I have not really written on this statement because its such old news. This has been known for years, just not broadly reported. So its good that this is getting more attention, but this is one reason I have not been blogging much on this site lately — while I am happy that things skeptics have known for years are finally reaching more popular media, I am not that interested in reporting on every such “revelation.” “World is round, story at 11″ does not really get me that excited.
However, I did want to answer one question I get a lot from audiences when I speak about the whole consensus thing. Because many climate scientists and scientists in other fields and other academics do pile on and sign letters and petitions in support of the catastrophic global warming hypothesis.
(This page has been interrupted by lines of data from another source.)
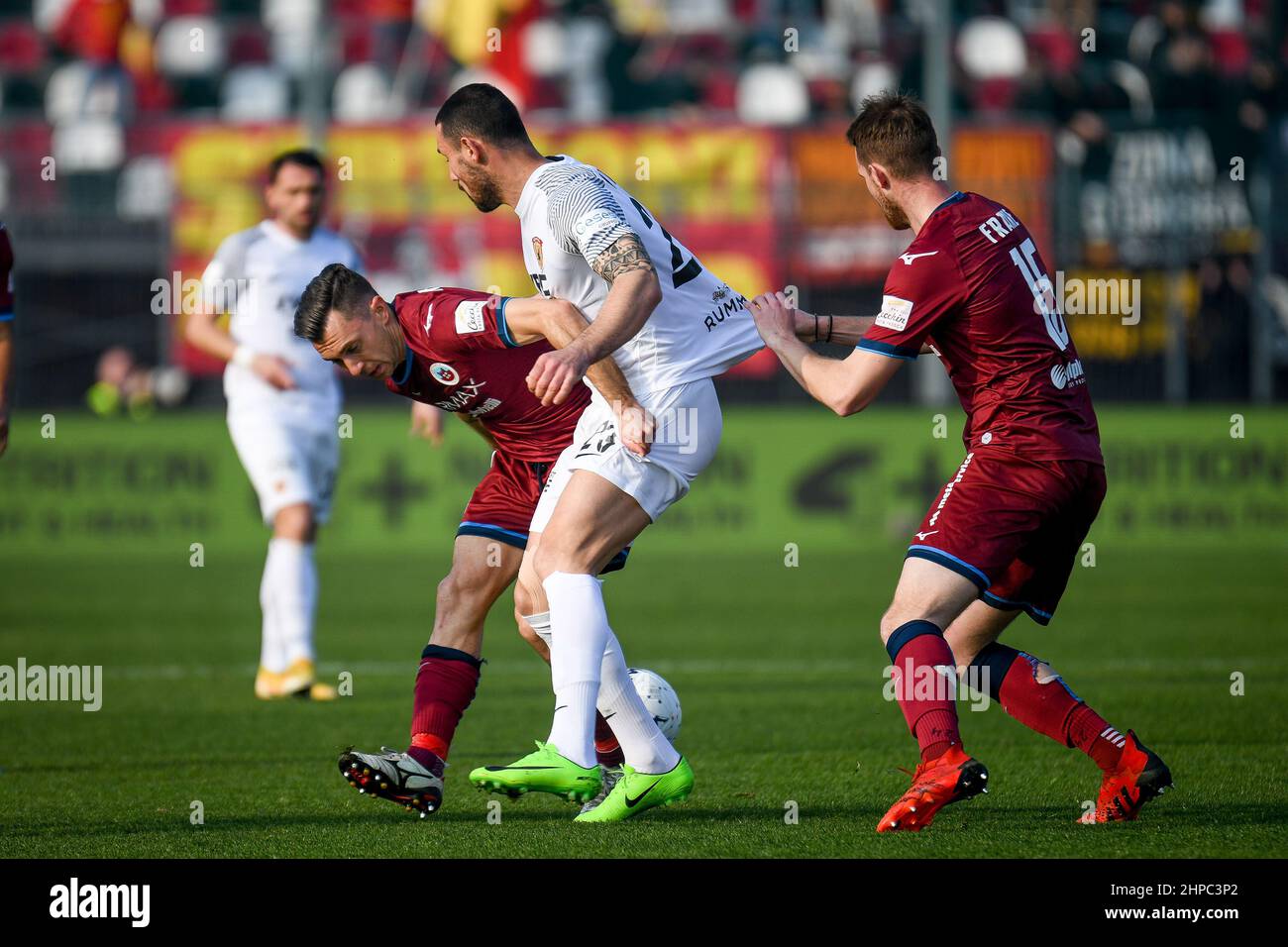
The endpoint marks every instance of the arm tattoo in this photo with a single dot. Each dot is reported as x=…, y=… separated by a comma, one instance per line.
x=623, y=256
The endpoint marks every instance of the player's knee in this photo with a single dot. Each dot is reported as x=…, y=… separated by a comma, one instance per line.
x=459, y=598
x=295, y=522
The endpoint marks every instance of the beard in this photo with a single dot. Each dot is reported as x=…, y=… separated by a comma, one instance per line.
x=483, y=192
x=893, y=213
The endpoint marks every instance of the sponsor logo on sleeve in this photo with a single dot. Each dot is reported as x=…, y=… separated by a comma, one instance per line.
x=469, y=316
x=596, y=219
x=894, y=313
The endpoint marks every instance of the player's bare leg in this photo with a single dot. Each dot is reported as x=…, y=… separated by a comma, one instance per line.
x=446, y=682
x=927, y=599
x=1031, y=692
x=287, y=596
x=571, y=552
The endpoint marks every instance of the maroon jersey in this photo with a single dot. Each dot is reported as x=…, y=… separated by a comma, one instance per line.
x=462, y=357
x=974, y=286
x=5, y=275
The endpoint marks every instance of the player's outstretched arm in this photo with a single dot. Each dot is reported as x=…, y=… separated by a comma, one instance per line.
x=846, y=386
x=842, y=330
x=201, y=330
x=561, y=322
x=632, y=294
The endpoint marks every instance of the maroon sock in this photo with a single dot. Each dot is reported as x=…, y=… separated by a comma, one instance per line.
x=608, y=751
x=1050, y=707
x=915, y=648
x=1087, y=731
x=445, y=686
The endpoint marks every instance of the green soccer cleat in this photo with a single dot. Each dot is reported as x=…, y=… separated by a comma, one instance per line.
x=544, y=771
x=635, y=792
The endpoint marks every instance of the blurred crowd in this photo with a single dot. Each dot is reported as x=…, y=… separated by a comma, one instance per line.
x=777, y=62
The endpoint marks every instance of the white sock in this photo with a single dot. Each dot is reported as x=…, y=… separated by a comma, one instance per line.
x=579, y=635
x=540, y=624
x=270, y=639
x=638, y=733
x=643, y=744
x=294, y=579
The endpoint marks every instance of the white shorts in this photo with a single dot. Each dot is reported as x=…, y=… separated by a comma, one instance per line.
x=688, y=432
x=287, y=463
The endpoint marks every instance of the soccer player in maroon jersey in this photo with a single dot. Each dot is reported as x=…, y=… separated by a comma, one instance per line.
x=467, y=352
x=1003, y=536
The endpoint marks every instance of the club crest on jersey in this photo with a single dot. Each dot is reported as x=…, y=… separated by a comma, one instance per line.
x=894, y=313
x=443, y=373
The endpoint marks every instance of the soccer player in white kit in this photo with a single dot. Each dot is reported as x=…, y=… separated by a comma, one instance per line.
x=671, y=325
x=282, y=403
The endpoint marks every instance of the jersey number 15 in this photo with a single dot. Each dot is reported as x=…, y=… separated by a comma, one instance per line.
x=1043, y=296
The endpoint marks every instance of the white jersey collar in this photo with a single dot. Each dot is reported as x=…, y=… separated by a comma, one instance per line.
x=529, y=187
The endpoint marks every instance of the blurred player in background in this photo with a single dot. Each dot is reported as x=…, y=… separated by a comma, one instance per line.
x=5, y=333
x=1004, y=535
x=471, y=354
x=282, y=403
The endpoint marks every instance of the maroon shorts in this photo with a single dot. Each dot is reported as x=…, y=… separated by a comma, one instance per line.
x=1014, y=527
x=505, y=499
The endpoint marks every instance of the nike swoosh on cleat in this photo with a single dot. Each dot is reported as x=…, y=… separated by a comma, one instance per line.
x=632, y=802
x=501, y=770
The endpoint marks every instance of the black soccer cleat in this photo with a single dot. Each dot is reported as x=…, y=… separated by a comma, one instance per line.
x=395, y=776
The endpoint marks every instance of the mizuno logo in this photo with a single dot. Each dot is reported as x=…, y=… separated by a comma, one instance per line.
x=632, y=802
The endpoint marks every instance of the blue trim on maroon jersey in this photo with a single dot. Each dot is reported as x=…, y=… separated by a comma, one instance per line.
x=407, y=361
x=519, y=540
x=1028, y=607
x=503, y=330
x=952, y=198
x=951, y=562
x=511, y=538
x=884, y=348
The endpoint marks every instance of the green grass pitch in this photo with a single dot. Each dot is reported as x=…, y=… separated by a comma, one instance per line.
x=778, y=671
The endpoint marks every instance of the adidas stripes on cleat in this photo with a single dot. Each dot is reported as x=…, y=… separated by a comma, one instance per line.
x=938, y=783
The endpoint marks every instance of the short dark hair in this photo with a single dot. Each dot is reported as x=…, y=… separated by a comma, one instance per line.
x=303, y=158
x=335, y=287
x=482, y=111
x=894, y=129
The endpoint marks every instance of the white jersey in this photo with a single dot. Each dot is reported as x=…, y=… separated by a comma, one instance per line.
x=571, y=213
x=258, y=275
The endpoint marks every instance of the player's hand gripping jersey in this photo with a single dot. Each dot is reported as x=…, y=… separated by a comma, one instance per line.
x=975, y=287
x=571, y=213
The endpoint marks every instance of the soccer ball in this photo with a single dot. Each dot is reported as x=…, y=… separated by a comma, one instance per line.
x=660, y=698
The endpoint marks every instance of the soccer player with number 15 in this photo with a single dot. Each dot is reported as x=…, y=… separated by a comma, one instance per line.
x=1003, y=536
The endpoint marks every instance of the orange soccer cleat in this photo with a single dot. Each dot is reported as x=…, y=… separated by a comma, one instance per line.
x=944, y=780
x=1138, y=777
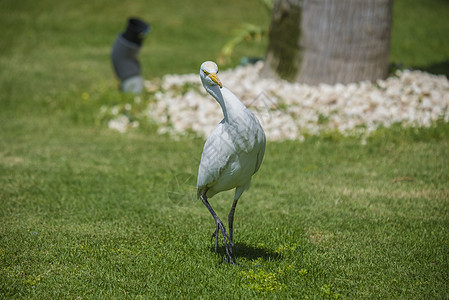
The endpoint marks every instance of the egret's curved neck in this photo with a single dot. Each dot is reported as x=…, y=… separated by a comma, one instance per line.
x=214, y=90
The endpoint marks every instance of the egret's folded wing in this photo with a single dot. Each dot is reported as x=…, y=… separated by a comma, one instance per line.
x=216, y=153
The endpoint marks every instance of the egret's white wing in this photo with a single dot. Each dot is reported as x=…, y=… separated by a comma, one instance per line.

People ask me how I can be right when there are so many showing support for the opposite position.
What I tell them is that these folks are not really showing support for the catastrophic global warming position in the sense that they have studied and reviewed the science in depth and found it compelling. What they are really doing when they make these statements or sign letters is showing support for science itself. The irony is they are doing just the opposite, but let me explain.
I was not a big fan of George W. Bush. But universities absolutely, almost to a person, hated him with a crazy-deep passion. They became convinced (right or wrong) that he was the leader of a Christian fundamental effort to subvert all science in favor of religious orthodoxy. The leaders of the catastrophic global warming movement have been very successful in feeding off this passion, and portraying opposition to catastrophic anthropogenic global warming theory as part and parcel of this religious fundamentalist attack on all science. They have successfully linked, in the minds of academics and many of the public, that disagreeing with James Hansen or critiquing the Hockey stick is the equivalent of being anti-science.
So when some biology professor at Berkely signs a statement in support of catastrophic global warming theory, it does not mean that she has looked at the strong positive feedback assumptions in climate models and found them reasonable. It means she believes herself to be supporting science against the medieval barbarians at the gate.
The irony is that in fact they are doing the opposite. In trying to oppose religious orthodoxy they have in fact supported scientists who treat their pet theory like a religious orthodoxy, and all opposition to it as heresy. And in trying to support science, they have supported folks who have broken many of the most fundamental rules of modern science, including the avoidance of replication, the hiding of results and data, and corruption of the peer review process.
This may be why I underestimated the impact of the CRU email release. In retrospect, I can imagine all those scientists that used to sign these petitions looking at what the CRU emails and thinking, “this is what I have defended as true science?”